False Imprisonment Examples

False Imprisonment

To violated someone’s liberty as required by the false imprisonment statute may comprise any form of confinement including detaining a person in a room, building, street, or moving vehicle, or forcing a person to go from one place to another. 1

However preventing a person from entering a location, or from going somewhere is not false imprisonment. Often a false imprisonment is accomplished by an assault, although this is unnecessary. Neither force nor violence is required, nor is the threat of either necessary, implied is sufficient.

“Any exercise of force, or express or implied threat of force, by which in fact the other person is deprived of his liberty or is compelled to remain where he does not wish to remain, or to go where he does not wish to go, is an imprisonment. The wrong may be committed by acts or by words, or both, and by merely operating upon the will of the individual or by personal violence, or both. … If an act is done with the intention of causing the confinement of the person actually confined or of another and such act is a substantial factor in bringing about a confinement, it is immaterial whether the act directly or indirectly causes the confinement.2” In one case the perpetrator made a citizen’s arrested and the police took the person into custody. Since the detention was the natural consequence of defendant's announcement, and it was at his implied direction, it was a false imprisonment. 3

However an unlawful arrest is not false imprisonment if it is privileged. A lawful arrest, with or without a warrant, by a police officer, public officer, or private person, is privileged. But an unlawful arrest is false imprisonment.4 Unreasonable detention following an arrest may also constitute false imprisonment.

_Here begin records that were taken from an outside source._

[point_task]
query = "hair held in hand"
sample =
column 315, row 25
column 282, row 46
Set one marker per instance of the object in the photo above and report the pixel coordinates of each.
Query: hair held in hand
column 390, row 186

The actions of a private person making an arrest may also be privileged. For example a merchant or library employee with reasonable cause to believe that a person has unlawfully taken or attempted to take merchandise or library materials may detain in a reasonable manner that person for a reasonable time to investigate. A motion picture theatre owner with probable cause to believe that a person is attempting to operate a video recording device in the theatre without the theatre owner's permission may similarly detain the person. 5

1 People v. Agnew (1940) 16 C.2d 655, 659, 107 P.2d 601; People v. Wheeler (1887) 73 C. 252, 256, 14 P. 796
2 People v. Agnew, supra, 16 C.2d 659, 660
3 People v. Agnew, supra
4 (People v. Agnew (1940) 16 C.2d 655, 107 P.2d 601 [People v. Sagehorn (1956) 140 C.A.2d 138, 147, 294 P.2d 1062
5 Section 490.5(f) of the California Penal Code.